Empire’s Double Edge: Coercion and Care in British Imperial Camps, 1876–1903

Friday, January 5, 2018: 1:50 PM
Hampton Room (Omni Shoreham)
Aidan Forth, Loyola University Chicago
Some of the world’s first refugee camps appeared in the British Empire in the late 19th century. “Famine camps” in India (1876-7, 1896-1901) detained emaciated refugees and billeted relief applicants on public works projects while “plague camps” (1896-1902) segregated populations suspected of harboring disease and accommodated those evacuated from unsanitary locales. Meanwhile, camps during Anglo-Boer War (1899-1902) adapted a tool of colonial welfare to the context of war. South African “concentration camps,” as they were known, were both instruments of military violence and humanitarian care that provided food and shelter to destitute refugees while disciplining a population cast as uncivilized and unhygienic.
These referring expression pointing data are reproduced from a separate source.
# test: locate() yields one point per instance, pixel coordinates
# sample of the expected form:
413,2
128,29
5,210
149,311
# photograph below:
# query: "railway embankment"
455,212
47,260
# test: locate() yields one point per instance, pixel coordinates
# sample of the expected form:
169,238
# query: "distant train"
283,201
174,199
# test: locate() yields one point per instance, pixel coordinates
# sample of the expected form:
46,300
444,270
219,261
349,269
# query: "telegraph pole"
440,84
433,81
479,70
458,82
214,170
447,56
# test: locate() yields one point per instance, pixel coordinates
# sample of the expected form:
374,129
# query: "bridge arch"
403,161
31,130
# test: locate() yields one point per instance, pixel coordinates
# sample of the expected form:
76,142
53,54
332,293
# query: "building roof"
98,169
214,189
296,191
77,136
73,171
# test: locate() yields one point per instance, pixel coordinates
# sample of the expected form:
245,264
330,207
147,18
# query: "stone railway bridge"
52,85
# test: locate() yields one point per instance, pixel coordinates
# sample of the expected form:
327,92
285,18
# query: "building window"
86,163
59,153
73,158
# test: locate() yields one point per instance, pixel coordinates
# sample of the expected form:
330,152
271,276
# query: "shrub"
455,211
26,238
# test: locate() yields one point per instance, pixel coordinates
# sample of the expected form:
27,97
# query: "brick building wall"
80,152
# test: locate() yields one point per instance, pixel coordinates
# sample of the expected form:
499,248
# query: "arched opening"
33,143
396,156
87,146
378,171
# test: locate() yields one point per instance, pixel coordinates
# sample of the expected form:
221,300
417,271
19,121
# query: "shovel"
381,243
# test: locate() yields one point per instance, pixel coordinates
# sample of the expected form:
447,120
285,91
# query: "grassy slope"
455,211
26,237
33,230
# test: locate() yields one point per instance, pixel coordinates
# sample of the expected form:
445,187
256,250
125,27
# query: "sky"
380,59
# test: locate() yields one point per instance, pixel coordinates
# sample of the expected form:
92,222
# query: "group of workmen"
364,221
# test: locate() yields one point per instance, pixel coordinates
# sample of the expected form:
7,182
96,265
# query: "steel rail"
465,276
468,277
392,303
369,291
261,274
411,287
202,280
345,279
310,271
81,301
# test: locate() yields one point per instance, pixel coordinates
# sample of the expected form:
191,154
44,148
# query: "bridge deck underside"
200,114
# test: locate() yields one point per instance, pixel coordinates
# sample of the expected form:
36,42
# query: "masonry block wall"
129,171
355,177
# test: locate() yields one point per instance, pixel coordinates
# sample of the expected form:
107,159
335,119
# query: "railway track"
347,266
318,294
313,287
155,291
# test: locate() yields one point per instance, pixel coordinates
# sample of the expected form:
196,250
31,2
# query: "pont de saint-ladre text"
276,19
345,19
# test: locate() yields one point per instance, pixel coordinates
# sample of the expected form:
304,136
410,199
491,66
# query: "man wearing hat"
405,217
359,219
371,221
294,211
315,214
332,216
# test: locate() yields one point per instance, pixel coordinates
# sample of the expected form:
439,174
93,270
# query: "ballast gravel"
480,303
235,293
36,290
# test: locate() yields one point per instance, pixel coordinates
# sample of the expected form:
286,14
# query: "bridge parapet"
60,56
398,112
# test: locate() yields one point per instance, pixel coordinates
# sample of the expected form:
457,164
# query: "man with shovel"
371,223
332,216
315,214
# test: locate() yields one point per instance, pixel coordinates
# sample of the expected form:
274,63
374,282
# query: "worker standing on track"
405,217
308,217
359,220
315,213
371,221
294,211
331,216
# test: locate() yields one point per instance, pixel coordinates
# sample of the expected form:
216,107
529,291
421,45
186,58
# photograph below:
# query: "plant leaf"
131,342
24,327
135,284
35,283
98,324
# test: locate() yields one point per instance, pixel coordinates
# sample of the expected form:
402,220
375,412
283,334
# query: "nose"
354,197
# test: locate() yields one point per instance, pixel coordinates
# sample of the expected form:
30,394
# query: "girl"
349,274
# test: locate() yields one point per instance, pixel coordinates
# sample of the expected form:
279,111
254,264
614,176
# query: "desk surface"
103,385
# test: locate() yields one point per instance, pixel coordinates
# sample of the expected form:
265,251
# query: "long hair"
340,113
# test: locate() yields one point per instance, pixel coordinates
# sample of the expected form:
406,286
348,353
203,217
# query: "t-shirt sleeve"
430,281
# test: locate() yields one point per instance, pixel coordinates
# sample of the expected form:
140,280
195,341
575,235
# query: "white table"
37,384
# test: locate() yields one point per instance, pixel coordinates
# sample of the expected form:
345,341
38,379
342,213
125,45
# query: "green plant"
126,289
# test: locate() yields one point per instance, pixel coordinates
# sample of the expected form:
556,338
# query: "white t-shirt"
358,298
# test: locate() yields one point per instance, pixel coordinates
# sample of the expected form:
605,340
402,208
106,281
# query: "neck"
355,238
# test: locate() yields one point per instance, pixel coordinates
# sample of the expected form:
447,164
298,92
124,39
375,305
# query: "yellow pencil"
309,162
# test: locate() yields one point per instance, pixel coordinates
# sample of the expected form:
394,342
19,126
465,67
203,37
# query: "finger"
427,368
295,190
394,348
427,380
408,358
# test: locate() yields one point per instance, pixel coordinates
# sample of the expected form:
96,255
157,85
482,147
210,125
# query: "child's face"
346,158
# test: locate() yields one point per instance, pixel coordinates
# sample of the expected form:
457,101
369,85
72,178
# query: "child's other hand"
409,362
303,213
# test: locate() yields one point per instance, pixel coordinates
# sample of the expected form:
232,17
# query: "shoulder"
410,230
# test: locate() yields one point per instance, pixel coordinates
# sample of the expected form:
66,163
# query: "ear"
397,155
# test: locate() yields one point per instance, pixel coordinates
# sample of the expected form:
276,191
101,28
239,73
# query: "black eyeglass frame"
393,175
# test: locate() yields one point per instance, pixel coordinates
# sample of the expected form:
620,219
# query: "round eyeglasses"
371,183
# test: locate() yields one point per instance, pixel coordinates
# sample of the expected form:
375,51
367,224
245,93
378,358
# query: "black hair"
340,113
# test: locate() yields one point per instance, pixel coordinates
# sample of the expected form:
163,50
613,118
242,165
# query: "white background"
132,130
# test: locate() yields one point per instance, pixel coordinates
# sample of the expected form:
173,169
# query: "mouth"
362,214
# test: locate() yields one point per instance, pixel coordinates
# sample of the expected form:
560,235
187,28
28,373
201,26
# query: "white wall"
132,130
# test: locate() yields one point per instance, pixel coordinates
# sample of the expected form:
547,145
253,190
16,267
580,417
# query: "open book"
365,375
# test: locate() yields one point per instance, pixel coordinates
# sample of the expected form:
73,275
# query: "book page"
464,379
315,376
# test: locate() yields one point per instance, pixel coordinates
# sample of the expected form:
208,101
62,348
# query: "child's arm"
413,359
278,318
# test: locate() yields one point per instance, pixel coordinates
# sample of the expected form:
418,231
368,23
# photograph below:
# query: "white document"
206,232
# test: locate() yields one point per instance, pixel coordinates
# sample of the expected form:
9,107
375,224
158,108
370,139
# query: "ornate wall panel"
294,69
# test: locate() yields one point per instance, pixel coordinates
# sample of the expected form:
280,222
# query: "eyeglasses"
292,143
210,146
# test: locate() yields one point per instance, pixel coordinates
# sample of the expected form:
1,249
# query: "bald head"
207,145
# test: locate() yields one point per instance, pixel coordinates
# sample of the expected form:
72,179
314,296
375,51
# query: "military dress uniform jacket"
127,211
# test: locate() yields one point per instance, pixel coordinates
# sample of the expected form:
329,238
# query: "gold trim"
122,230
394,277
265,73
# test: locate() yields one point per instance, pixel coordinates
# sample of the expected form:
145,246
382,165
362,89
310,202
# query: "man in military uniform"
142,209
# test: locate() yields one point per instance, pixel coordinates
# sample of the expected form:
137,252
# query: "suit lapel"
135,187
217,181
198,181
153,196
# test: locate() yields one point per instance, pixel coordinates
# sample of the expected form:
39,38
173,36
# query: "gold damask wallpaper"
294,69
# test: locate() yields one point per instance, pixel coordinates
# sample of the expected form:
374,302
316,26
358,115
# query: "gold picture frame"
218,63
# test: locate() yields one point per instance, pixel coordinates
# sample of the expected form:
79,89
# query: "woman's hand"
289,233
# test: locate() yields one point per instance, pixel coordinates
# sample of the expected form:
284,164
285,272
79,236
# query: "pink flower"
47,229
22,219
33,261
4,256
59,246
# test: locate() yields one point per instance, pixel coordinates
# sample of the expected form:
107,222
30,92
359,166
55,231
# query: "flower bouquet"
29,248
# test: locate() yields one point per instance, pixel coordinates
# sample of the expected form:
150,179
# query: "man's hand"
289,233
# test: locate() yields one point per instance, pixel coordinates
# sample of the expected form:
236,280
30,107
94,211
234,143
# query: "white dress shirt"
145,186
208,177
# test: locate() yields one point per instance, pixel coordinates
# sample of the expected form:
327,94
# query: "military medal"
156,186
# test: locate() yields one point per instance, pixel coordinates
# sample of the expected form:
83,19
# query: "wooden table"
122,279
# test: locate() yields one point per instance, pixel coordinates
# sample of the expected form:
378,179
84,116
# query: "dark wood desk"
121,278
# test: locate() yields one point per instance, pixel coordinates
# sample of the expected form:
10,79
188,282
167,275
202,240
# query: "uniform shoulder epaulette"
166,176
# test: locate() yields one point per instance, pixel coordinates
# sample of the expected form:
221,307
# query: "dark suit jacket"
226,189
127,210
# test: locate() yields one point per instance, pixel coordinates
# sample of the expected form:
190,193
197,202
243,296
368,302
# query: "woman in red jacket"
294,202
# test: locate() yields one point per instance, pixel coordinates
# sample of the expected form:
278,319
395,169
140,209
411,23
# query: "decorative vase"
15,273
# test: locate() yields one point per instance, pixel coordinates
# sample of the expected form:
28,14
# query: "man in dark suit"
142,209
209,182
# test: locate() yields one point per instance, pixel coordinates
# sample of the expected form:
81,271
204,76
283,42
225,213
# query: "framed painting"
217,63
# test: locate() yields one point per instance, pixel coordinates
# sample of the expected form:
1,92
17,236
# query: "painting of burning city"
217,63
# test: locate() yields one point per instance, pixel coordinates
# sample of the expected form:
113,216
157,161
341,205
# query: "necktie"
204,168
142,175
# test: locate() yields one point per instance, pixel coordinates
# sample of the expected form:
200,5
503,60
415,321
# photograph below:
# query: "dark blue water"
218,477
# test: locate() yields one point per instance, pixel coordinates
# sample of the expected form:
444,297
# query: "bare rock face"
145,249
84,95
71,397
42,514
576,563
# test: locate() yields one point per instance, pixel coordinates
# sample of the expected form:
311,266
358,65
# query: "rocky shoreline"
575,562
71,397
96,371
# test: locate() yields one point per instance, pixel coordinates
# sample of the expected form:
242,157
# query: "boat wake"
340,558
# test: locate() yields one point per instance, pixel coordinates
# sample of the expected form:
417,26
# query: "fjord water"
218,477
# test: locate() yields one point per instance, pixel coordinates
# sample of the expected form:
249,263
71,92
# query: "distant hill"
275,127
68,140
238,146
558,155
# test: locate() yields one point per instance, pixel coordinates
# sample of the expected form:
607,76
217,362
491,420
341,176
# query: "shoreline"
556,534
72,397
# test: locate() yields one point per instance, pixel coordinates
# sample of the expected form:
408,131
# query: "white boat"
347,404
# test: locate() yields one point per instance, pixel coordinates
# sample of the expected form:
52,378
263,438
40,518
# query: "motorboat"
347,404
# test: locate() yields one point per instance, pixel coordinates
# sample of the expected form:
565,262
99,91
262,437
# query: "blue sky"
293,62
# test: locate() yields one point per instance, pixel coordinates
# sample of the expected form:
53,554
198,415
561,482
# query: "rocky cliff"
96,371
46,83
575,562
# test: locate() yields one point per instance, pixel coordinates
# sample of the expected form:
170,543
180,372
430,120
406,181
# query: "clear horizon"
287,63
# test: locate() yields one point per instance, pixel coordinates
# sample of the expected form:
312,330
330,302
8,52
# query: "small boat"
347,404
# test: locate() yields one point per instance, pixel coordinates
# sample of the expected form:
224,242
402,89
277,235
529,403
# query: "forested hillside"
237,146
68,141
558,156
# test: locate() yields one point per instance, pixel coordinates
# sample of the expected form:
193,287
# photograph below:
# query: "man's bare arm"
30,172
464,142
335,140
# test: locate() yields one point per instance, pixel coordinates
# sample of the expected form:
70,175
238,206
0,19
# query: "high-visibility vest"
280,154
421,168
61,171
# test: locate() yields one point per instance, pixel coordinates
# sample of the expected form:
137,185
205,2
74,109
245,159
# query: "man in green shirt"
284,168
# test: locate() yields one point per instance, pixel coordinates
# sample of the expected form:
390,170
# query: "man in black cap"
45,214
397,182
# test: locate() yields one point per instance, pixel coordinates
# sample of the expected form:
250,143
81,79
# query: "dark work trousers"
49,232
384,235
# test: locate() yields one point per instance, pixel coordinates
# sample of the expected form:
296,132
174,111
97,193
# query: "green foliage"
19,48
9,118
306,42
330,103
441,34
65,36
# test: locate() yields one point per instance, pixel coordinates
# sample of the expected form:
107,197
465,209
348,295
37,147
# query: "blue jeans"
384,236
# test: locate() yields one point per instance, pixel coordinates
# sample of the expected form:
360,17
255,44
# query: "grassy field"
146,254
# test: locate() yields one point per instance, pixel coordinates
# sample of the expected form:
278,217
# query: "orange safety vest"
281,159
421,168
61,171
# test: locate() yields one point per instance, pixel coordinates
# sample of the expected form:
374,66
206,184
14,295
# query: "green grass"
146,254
Although camps in each case were contingent responses to different disasters, they emerged from more basic rationalities oriented around the care and control of diseased, destitute and otherwise dangerous bodies. Whether wartime refugees, famished vagrants or suspected disease-carriers, the inmates of British camps were considered both victims and potential perpetrators—they were simultaneously “at risk” and “a risk.” When faced with colonial distress, British commentators expressed humanitarian concern, but they also turned to technologies of detention that violated the legal rights of colonial subjects and experimented with new forms of bodily coercion. The dictates of sympathy and security coalesced in camps constructed across British India and South Africa, which maintained basic rights to life while arranging suspect bodies in legible and disciplinary spaces. First assembled in the late-Victorian period, the mandates “biopolitical” management set a precedent for future episodes of encampment in the twentieth century.